The herb is antispasmodic, aperient, cholagogue, slightly diaphoretic, slightly diuretic, laxative and weakly toned.
It is used in herbal medicine, and is a medicinal product due to its fumaric acid content, active, among other things, for the treatment of psoriasis. It constitutes the main ingredient of a widespread preparation for self-medication.
Furthermore, a yellow dye is obtained from the flowers.
A decoction produces a healing lotion for the “milk crust” on the children’s scalp.
Contains the alkaloids: Fumarin (or Protopin), Fumoficinalina, Sinactina, Coridamina, Fumarosina, Sanguinarina, Criptopina, Stilopina. These alkaloids in toto have an effective anti-histamine, antiplatelet and sweat action; flavonoids are also present: Rutin, Isoquercitina, Kampferolo. They have an excellent biliary antispastic and diuretic action, as well as slightly sedative.
Finally, there are organic acids: fumaric acid, protocatechic acid, caffeic acid, chlorogenic acid, citric acid, malic and glycolic acid. They work by regulating the hepatic metabolism.
The main applications of this medicinal plant are for:
– gastric and biliary spasms;
– hepatic congestion;
– water retention;
– thrombophilia;
– excitement and insomnia;
– nervous tachycardia.
In the past it was used to treat a large number of ailments despite toxicity. The fresh or dried herb was also added to the sour vegetable milk. A few splashes were added to each liter of liquid and left until the liquid had soured. The sprays were then removed.
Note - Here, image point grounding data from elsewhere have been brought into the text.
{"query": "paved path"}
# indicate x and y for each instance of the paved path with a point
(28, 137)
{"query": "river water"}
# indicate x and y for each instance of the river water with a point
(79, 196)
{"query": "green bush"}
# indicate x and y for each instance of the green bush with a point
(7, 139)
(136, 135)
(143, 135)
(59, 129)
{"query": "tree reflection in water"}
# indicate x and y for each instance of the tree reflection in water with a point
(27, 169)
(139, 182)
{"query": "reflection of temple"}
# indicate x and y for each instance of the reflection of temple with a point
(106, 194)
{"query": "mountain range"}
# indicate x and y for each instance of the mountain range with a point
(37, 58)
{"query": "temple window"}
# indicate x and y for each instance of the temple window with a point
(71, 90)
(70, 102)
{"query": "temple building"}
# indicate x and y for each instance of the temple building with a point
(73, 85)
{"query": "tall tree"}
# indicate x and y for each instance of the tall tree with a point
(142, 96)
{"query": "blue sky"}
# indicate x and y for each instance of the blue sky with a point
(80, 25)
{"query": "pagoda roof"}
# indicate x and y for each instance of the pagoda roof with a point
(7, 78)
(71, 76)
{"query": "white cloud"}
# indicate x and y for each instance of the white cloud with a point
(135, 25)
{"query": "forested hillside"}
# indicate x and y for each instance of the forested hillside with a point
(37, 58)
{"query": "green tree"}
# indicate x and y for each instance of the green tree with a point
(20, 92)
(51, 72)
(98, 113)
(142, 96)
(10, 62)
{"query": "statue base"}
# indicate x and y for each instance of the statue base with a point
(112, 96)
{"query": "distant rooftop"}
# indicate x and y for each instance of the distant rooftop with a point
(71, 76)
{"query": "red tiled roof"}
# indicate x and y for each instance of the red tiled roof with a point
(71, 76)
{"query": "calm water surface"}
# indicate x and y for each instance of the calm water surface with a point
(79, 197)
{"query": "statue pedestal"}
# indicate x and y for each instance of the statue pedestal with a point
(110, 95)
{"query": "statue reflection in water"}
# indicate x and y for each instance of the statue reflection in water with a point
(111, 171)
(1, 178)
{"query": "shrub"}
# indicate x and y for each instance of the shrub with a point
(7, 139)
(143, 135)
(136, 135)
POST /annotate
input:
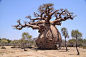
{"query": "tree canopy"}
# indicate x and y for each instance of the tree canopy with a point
(76, 33)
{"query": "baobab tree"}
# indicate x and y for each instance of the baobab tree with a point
(65, 34)
(76, 34)
(49, 35)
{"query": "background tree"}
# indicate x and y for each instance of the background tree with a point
(72, 41)
(14, 42)
(25, 38)
(65, 34)
(76, 34)
(4, 42)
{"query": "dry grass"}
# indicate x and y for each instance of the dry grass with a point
(18, 52)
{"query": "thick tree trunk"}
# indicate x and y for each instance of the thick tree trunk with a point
(76, 46)
(65, 44)
(49, 37)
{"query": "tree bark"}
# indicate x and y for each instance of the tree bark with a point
(76, 46)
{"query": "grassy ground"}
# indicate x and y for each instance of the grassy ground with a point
(18, 52)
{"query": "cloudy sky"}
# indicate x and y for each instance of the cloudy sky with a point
(12, 10)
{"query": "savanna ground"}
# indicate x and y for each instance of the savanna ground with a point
(18, 52)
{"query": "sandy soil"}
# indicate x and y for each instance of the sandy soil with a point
(18, 52)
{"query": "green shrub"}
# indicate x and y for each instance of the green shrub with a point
(12, 47)
(84, 47)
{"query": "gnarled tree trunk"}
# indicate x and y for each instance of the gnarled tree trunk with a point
(49, 38)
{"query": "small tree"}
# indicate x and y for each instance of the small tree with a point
(4, 42)
(25, 38)
(76, 34)
(65, 34)
(72, 41)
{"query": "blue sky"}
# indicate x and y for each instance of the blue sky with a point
(12, 10)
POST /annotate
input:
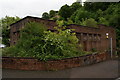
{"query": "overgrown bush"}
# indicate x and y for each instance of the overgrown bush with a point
(36, 41)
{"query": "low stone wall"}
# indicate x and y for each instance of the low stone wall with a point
(35, 64)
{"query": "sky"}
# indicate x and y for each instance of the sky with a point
(22, 8)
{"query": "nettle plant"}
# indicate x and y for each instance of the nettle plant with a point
(36, 41)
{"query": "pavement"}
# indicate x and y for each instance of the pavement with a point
(106, 69)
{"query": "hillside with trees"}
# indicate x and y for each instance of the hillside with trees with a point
(90, 14)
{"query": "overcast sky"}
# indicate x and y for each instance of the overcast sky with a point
(35, 8)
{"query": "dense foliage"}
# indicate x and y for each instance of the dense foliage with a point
(5, 28)
(91, 14)
(45, 44)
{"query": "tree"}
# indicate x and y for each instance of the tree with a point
(89, 22)
(45, 15)
(75, 6)
(5, 26)
(52, 13)
(102, 20)
(65, 11)
(79, 15)
(36, 41)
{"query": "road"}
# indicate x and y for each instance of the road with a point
(106, 69)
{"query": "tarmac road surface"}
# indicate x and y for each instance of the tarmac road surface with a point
(106, 69)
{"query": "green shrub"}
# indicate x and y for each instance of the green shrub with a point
(36, 41)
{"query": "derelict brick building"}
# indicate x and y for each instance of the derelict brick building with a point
(89, 38)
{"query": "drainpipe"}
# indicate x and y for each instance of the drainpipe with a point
(111, 48)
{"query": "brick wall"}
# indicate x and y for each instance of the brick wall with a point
(35, 64)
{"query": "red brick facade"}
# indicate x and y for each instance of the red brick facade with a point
(88, 37)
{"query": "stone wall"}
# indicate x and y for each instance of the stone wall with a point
(35, 64)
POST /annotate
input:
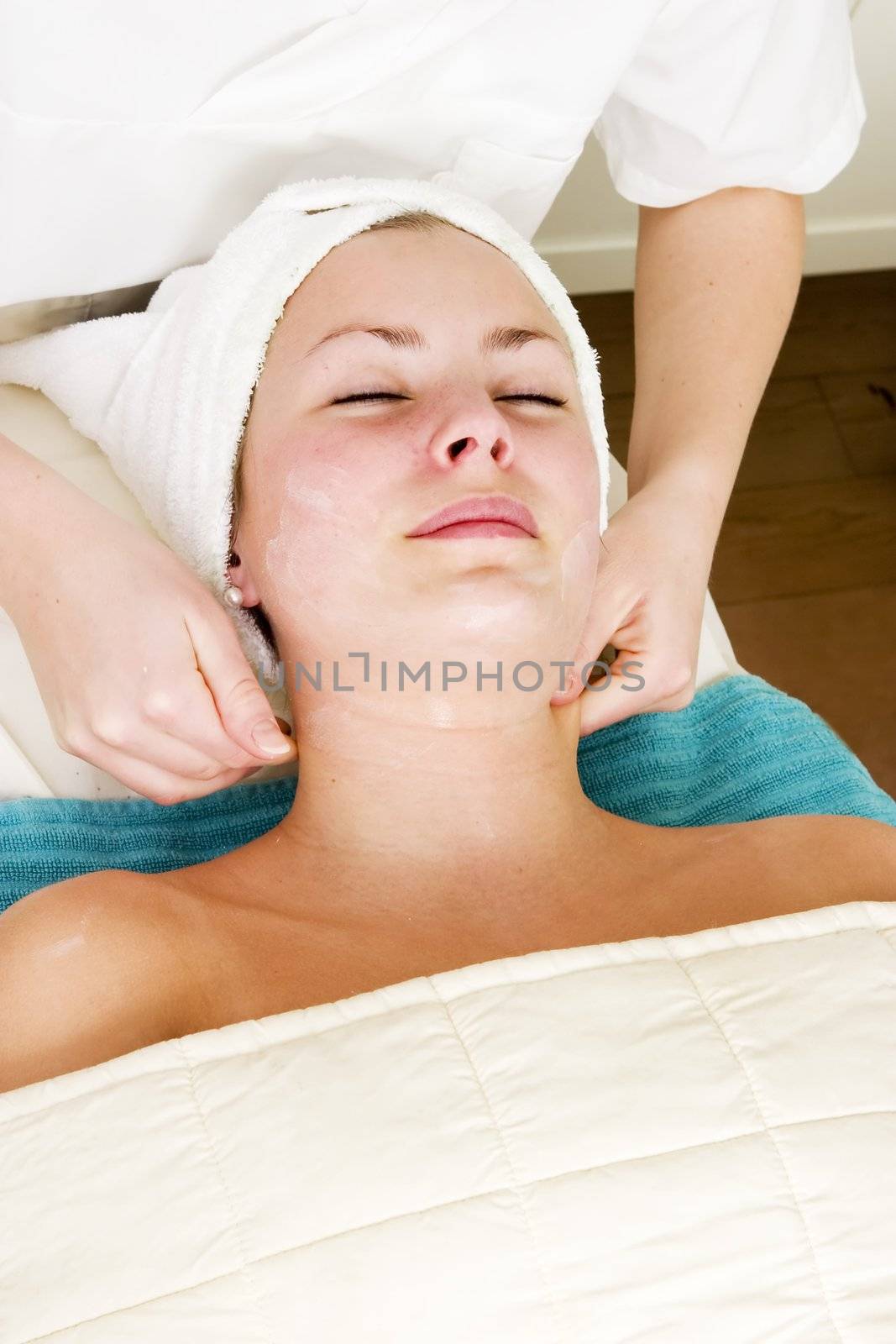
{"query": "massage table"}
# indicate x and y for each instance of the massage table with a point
(33, 765)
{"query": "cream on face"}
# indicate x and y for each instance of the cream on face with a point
(332, 487)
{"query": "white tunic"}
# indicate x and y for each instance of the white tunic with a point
(134, 139)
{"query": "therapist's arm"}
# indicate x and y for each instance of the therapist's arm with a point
(716, 281)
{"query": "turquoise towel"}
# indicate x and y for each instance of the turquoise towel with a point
(741, 750)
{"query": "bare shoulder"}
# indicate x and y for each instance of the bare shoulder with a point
(89, 974)
(833, 859)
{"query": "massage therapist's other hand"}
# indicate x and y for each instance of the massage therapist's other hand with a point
(647, 602)
(139, 667)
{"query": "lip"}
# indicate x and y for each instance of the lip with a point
(481, 508)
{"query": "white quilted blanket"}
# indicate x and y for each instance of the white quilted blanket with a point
(683, 1140)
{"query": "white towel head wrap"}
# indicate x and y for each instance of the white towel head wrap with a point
(165, 393)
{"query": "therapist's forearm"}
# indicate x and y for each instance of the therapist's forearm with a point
(716, 281)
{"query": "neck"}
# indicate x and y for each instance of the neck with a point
(427, 801)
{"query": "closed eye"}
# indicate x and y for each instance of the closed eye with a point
(513, 396)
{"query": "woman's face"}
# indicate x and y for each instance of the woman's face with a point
(333, 484)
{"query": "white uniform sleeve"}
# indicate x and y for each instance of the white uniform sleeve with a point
(735, 93)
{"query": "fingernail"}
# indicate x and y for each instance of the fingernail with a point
(269, 738)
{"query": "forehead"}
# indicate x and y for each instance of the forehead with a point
(441, 276)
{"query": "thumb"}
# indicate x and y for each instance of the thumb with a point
(242, 706)
(620, 696)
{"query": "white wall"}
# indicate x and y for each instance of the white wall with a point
(589, 235)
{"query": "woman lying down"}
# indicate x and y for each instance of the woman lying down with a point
(421, 481)
(434, 826)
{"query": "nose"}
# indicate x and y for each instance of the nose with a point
(470, 434)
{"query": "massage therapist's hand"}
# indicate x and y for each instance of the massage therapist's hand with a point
(647, 602)
(139, 667)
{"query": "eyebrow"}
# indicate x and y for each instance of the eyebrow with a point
(409, 338)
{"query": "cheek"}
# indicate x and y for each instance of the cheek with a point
(322, 533)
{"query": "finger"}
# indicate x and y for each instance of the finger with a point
(165, 749)
(637, 683)
(187, 714)
(161, 785)
(242, 706)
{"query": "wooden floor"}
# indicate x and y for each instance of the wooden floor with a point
(805, 570)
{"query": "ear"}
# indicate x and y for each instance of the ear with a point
(241, 575)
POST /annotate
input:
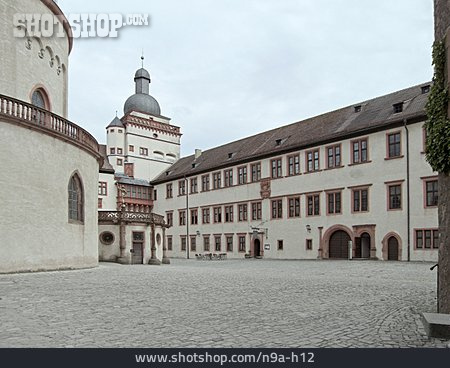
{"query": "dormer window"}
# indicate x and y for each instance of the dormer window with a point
(398, 107)
(280, 141)
(425, 89)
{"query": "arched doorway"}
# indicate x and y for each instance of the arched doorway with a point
(339, 245)
(257, 247)
(392, 249)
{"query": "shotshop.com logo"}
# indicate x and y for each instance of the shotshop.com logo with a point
(82, 25)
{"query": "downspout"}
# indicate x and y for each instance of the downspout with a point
(187, 216)
(408, 205)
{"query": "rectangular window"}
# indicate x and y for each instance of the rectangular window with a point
(334, 203)
(242, 212)
(395, 196)
(228, 213)
(256, 172)
(359, 151)
(228, 176)
(313, 205)
(102, 188)
(280, 245)
(194, 185)
(217, 214)
(431, 193)
(394, 145)
(205, 215)
(205, 183)
(169, 190)
(242, 175)
(312, 160)
(182, 218)
(276, 168)
(206, 243)
(277, 209)
(333, 156)
(182, 187)
(194, 217)
(427, 239)
(169, 216)
(294, 207)
(216, 180)
(360, 200)
(229, 243)
(256, 211)
(217, 244)
(242, 243)
(294, 165)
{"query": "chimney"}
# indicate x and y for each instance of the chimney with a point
(129, 169)
(198, 153)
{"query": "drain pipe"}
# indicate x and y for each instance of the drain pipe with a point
(408, 206)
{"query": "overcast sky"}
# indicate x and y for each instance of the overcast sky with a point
(226, 69)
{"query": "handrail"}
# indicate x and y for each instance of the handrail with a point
(46, 120)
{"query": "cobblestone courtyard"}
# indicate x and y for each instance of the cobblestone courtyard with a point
(246, 303)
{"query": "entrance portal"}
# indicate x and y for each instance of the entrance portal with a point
(257, 248)
(392, 249)
(339, 245)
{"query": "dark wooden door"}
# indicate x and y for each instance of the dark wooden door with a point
(137, 256)
(392, 249)
(339, 245)
(257, 248)
(358, 252)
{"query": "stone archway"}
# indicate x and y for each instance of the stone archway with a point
(328, 234)
(385, 248)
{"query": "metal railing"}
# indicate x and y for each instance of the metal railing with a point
(32, 115)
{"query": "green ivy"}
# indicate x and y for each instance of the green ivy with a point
(438, 124)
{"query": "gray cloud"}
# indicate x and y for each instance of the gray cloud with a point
(225, 69)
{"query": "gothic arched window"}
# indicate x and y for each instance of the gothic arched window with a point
(75, 192)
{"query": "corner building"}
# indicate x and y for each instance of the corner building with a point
(50, 164)
(349, 183)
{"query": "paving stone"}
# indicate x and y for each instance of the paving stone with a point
(233, 303)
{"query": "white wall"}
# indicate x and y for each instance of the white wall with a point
(35, 233)
(23, 69)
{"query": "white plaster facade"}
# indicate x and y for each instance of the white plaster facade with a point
(41, 152)
(33, 62)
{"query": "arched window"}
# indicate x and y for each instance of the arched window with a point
(39, 98)
(75, 192)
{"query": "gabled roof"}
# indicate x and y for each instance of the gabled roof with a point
(125, 179)
(373, 115)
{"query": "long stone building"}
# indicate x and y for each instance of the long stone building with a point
(351, 183)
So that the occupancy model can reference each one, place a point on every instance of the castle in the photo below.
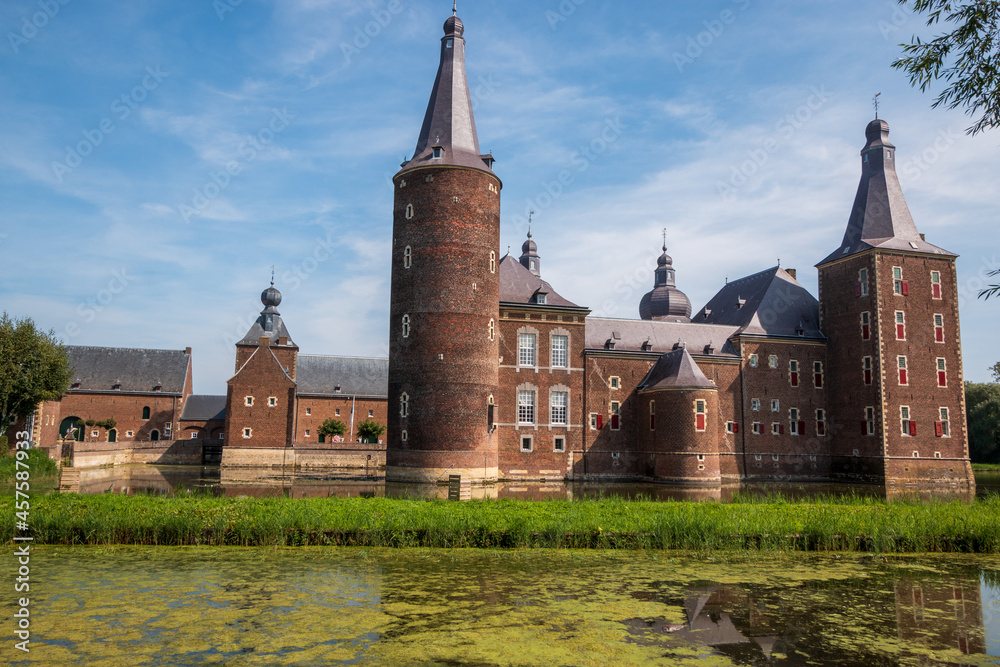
(493, 375)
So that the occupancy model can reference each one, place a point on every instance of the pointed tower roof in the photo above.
(880, 217)
(665, 301)
(448, 135)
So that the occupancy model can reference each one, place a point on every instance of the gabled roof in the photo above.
(137, 370)
(449, 123)
(200, 407)
(676, 370)
(356, 376)
(519, 285)
(880, 217)
(657, 336)
(769, 303)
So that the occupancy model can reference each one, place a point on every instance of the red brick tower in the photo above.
(889, 305)
(443, 349)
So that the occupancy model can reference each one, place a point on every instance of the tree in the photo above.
(967, 57)
(982, 403)
(370, 430)
(332, 428)
(34, 367)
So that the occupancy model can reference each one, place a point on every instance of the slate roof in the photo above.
(769, 303)
(356, 376)
(658, 336)
(199, 407)
(449, 122)
(519, 285)
(676, 370)
(138, 370)
(880, 217)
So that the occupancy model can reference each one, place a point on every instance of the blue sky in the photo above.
(735, 124)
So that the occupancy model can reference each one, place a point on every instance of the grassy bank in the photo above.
(836, 524)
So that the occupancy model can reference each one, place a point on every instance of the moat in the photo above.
(194, 606)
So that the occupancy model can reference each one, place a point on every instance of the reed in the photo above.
(768, 524)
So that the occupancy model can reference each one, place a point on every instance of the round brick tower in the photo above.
(443, 348)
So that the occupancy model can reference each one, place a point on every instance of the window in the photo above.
(942, 428)
(700, 418)
(900, 287)
(908, 425)
(560, 351)
(526, 406)
(939, 328)
(526, 349)
(558, 403)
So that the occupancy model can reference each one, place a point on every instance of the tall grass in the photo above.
(852, 524)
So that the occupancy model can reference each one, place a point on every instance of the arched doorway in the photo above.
(73, 426)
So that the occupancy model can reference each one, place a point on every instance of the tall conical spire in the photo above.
(448, 135)
(880, 217)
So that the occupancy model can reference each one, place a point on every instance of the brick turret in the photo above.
(443, 369)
It imparts a spicy flavor to the milk, acts as a preservative and prevents the rancid taste that can accompany sour milk.
Some caution should be exercised in Fumaria officinale as excessive doses cause hypnotic and sedative effects, especially if it is taken for more than about 8 days.

Preparation Method –
When using Fumaria officinalis, the plant must be harvested when flowering begins in summer and can be used fresh or dried for later use.

Guido Bissanti

Sources
– Acta Plantarum – Flora of the Italian Regions.
– Wikipedia, the free encyclopedia.
– Useful Tropical Plants Database.
– Conti F., Abbate G., Alessandrini A., Blasi C. (ed.), 2005. An annotated checklist of the Italian vascular flora, Palombi Editore.
– Pignatti S., 1982. Flora of Italy, Edagricole, Bologna.
– Treben M., 2000. Health from the Lord’s Pharmacy, Advice and experiences with medicinal herbs, Ennsthaler Editore.

Warning: Pharmaceutical applications and alimurgical uses are indicated for informational purposes only, they do not represent in any way a medical prescription; therefore no responsibility is taken for their use for curative, aesthetic or food purposes.